This started off a little slow, with all the boasting and detailing of bets of whether Phileas Fogg actually can make a trip around the world in eighty days. But once he got going and he got framed for stealing money that put Det. Fix on his trail, it got more interesting. Fogg also picks up a French servant, Passepartout, who is quite endearing and faithful to his employer. Fogg starts spending money like a politician on the campaign trail in order to win his bet, and the various obstacles he meets along the way are met with a cool head. A little too cool. Fogg was a hard nut to crack, but I still found myself more engaged with this story than with 20,000 Leagues Under the Sea. This one does have the same broad generalizations and stereotypical portrayals of any culture not English as 20K Leagues did, so fair warning there.
I actually didn't know much about this one before going in. Like with 20K Leagues, I knew of it and the general idea of what it was about, but not much else. The various methods Fogg takes to get around the world were interesting, if not downright absurd. There's this weird passage once they get to America where Passepartout listens to a Mormon elder lecturing about the church. Weird for me anyway, since I never expect to see Mormons portrayed in things yet I keep stumbling upon them in older works like this. I keep thinking that my Mormon upbringing gave me a skewed perception of how influential the church was at that time, but I guess not if first A.C. Doyle and now Jules Verne felt compelled to throw something in their books about the church for absolutely no reason whatsoever.
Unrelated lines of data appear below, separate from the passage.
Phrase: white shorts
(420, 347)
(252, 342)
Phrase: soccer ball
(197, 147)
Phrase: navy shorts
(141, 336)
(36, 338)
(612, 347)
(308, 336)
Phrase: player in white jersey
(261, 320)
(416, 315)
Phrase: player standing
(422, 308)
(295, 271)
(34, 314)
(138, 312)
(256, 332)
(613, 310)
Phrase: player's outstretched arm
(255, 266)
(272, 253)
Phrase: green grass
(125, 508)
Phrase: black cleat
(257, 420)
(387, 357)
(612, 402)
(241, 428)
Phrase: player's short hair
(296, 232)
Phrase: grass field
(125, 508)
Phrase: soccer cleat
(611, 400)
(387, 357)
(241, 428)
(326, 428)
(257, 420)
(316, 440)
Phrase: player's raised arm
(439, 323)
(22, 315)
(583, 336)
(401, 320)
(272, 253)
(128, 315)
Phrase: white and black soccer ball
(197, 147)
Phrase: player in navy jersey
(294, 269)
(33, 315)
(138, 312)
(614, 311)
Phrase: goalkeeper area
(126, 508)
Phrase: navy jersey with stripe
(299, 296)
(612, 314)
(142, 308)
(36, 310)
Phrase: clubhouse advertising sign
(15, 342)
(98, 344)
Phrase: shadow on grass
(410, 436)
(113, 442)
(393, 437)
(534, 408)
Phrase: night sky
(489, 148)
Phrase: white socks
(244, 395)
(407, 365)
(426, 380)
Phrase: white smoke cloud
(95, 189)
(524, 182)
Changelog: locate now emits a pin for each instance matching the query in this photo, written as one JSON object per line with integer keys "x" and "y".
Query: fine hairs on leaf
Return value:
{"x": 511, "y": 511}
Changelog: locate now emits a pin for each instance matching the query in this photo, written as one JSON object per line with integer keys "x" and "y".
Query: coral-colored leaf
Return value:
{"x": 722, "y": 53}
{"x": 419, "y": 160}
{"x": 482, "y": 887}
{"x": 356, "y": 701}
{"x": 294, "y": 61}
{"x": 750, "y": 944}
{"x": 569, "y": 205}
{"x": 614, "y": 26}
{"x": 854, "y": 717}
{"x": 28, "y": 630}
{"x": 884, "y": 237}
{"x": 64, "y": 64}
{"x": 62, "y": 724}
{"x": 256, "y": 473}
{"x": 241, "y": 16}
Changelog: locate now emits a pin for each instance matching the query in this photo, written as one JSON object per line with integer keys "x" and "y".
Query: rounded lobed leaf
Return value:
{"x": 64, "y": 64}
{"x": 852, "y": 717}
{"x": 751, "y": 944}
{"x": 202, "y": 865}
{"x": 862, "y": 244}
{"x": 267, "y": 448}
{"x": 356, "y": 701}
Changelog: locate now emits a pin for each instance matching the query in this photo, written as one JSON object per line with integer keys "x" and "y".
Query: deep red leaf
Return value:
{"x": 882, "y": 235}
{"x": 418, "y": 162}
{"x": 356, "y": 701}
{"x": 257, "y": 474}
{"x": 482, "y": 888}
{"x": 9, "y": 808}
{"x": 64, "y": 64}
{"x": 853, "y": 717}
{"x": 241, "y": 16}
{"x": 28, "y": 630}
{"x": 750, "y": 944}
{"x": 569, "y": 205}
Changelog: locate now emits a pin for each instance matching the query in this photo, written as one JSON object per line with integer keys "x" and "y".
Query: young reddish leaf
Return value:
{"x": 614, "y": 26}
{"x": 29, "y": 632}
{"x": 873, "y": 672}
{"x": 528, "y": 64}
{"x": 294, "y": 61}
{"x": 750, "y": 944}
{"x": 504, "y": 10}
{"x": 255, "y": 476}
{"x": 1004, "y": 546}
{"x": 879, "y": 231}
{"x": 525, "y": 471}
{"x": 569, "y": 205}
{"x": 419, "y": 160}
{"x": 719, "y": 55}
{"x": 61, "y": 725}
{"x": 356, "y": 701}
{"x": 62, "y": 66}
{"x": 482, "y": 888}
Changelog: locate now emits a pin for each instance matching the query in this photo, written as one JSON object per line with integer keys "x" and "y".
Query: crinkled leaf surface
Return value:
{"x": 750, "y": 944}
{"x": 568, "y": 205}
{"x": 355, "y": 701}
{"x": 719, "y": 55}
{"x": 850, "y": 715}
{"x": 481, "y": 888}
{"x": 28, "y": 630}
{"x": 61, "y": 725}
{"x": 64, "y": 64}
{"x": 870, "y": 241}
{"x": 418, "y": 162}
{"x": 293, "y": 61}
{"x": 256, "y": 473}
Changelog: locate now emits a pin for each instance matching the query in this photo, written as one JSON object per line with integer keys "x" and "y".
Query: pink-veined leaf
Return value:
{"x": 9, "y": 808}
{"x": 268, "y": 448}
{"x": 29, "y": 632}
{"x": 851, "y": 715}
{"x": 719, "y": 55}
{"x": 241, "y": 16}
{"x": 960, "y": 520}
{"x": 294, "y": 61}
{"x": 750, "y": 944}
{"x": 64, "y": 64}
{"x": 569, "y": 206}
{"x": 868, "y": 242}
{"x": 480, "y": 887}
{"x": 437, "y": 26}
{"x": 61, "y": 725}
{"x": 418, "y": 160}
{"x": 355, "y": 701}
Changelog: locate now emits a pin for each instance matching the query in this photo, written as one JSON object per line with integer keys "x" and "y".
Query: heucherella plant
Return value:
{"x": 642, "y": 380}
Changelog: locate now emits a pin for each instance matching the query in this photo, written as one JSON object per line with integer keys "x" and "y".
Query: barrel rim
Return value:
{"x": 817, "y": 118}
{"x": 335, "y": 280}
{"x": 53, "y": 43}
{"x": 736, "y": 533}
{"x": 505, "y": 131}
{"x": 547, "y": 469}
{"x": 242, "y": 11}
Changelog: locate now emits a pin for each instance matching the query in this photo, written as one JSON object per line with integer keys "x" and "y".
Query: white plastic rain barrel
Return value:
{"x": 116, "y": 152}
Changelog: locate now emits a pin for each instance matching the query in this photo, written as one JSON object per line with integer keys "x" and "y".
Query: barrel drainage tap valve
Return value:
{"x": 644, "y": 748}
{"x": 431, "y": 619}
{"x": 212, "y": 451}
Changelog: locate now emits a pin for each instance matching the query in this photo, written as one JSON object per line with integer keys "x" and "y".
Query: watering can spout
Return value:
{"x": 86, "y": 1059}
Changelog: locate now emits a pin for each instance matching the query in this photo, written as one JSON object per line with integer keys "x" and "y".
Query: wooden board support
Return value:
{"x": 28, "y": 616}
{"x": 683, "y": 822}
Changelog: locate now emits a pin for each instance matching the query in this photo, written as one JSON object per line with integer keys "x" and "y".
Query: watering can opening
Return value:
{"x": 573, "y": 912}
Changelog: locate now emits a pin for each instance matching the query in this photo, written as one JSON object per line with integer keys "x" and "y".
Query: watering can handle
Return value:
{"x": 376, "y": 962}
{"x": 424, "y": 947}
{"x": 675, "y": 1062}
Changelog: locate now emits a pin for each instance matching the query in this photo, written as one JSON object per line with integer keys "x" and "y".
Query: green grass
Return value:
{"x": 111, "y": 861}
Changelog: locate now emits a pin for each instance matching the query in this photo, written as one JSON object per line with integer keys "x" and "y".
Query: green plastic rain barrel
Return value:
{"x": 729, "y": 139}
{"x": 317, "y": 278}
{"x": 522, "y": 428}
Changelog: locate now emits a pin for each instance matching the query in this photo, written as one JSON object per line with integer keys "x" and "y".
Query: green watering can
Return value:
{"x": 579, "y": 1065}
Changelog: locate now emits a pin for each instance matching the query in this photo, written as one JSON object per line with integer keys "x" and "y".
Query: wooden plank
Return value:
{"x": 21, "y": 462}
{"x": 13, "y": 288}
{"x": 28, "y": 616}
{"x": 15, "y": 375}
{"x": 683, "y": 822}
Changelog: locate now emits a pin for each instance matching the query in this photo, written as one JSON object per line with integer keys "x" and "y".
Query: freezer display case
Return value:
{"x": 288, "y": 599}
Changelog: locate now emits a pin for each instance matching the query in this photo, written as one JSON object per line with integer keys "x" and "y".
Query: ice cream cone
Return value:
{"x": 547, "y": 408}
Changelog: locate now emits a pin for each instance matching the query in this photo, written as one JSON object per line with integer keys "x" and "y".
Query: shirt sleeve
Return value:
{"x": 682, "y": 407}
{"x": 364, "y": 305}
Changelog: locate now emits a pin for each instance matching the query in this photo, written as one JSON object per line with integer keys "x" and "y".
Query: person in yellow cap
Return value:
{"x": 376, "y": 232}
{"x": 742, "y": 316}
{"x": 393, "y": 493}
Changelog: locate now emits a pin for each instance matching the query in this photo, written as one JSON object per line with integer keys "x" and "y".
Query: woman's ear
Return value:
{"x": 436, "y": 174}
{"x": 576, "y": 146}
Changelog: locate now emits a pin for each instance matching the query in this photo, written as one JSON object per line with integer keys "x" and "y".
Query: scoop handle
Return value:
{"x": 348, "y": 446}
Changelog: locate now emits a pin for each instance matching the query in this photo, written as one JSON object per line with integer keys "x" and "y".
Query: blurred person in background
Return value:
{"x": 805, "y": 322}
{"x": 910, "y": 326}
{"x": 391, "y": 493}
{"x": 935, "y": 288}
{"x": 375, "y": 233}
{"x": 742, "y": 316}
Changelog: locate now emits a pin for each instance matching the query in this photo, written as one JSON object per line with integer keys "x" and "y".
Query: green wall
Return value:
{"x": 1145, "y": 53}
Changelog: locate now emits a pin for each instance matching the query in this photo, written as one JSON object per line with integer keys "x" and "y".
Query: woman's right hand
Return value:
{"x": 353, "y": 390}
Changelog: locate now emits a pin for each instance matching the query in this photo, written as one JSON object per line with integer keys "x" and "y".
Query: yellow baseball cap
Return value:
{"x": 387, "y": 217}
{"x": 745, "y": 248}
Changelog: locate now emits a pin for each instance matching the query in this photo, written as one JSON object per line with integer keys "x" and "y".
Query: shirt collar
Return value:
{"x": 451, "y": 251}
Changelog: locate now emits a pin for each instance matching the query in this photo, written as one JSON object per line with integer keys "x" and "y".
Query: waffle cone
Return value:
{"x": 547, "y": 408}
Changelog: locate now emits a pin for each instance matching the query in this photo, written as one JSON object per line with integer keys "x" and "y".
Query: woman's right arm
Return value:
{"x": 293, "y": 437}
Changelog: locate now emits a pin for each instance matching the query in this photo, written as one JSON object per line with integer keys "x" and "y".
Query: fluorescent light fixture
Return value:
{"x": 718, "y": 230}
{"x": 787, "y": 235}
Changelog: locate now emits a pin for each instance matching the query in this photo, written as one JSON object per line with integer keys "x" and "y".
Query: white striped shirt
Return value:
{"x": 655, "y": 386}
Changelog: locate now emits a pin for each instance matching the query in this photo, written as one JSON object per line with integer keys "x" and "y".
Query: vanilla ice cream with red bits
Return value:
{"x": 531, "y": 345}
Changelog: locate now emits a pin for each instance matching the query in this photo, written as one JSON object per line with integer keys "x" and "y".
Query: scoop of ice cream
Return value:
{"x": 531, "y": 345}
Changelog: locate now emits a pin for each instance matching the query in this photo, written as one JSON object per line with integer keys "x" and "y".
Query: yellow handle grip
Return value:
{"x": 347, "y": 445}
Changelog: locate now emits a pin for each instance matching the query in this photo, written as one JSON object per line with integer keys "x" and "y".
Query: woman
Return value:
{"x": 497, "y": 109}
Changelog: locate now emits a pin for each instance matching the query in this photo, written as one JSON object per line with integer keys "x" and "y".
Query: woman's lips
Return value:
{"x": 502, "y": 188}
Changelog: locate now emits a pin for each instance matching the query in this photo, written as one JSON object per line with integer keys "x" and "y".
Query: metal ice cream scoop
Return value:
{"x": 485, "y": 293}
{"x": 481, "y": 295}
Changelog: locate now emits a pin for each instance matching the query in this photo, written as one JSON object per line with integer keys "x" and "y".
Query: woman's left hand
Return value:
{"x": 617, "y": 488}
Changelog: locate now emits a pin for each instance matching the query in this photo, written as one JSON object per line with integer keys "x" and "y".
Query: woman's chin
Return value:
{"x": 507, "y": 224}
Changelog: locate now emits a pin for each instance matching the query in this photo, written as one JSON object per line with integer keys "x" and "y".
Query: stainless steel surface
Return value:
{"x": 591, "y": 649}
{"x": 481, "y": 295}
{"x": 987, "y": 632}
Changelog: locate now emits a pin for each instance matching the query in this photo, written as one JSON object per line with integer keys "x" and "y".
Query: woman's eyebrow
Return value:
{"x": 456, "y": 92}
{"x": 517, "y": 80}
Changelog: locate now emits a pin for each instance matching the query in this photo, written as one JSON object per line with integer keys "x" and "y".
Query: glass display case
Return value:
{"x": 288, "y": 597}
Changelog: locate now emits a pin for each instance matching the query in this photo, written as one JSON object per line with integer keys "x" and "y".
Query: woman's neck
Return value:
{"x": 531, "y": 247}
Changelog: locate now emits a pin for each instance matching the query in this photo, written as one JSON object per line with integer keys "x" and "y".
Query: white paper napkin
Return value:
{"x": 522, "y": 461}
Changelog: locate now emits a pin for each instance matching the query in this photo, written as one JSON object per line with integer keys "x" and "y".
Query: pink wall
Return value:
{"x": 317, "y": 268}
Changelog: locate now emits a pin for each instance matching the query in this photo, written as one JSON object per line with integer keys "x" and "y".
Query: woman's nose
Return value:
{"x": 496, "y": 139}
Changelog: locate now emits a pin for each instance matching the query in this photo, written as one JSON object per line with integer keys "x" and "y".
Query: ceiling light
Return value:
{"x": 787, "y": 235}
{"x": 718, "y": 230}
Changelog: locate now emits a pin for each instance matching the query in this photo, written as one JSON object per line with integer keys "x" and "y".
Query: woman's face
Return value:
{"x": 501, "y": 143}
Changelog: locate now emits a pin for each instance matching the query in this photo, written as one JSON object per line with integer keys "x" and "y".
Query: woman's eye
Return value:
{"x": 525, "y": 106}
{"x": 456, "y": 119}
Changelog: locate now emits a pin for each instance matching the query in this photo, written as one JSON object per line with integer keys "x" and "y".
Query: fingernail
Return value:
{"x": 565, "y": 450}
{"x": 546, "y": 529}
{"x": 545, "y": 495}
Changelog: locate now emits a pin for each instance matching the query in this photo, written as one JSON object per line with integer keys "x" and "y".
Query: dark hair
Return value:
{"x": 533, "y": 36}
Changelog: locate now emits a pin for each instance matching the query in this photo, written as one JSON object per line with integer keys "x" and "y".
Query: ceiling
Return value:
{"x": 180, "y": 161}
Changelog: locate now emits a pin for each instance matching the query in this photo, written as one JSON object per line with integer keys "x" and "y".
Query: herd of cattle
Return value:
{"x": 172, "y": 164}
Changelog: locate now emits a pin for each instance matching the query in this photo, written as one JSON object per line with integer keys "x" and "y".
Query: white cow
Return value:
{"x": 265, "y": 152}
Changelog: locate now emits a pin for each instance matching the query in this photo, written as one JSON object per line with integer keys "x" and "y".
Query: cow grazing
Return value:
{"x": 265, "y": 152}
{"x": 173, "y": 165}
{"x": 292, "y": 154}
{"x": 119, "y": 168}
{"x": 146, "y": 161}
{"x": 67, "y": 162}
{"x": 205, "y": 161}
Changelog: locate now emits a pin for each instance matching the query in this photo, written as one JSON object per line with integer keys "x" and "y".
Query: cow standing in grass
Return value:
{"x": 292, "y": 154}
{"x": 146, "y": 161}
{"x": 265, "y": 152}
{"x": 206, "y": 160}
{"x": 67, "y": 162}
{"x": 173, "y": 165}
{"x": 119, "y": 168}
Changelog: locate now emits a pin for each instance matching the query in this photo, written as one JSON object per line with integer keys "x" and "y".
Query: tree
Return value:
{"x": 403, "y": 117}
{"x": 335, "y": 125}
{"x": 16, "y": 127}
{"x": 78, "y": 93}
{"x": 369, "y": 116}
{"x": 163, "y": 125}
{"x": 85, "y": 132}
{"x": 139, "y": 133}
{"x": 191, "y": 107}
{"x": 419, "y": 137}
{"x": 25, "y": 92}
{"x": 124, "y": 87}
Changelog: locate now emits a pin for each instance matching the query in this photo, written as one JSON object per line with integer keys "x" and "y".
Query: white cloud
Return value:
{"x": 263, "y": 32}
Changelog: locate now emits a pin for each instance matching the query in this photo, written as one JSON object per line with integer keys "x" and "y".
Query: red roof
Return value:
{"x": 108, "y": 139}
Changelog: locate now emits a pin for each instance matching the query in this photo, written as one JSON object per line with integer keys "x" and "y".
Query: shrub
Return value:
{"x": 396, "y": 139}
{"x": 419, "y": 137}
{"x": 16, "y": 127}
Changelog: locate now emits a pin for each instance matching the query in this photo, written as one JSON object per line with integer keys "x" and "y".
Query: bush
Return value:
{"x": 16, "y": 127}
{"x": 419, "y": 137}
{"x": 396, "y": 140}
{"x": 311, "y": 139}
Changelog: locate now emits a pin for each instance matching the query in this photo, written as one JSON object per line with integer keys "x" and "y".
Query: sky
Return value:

I thought the character of Aouda was pretty pointless, and it makes me wonder if Verne just didn't have much exposure to women. Also, the narrator Frederick Douglas, could not do a woman's voice convincingly at all and settled for talking in a falsetto for her parts. Thankfully (or offensively? LOL) she didn't have much to say so I didn't have to put up with it much. Speaking of the narrator, he read pretty slowly, but once I sped him up to 1.20 times the reading went more smoothly. (What did people do when books were on tape and couldn't be sped up except to fast forward, making it sound like the Micromachine man on helium? Progress, y'all!)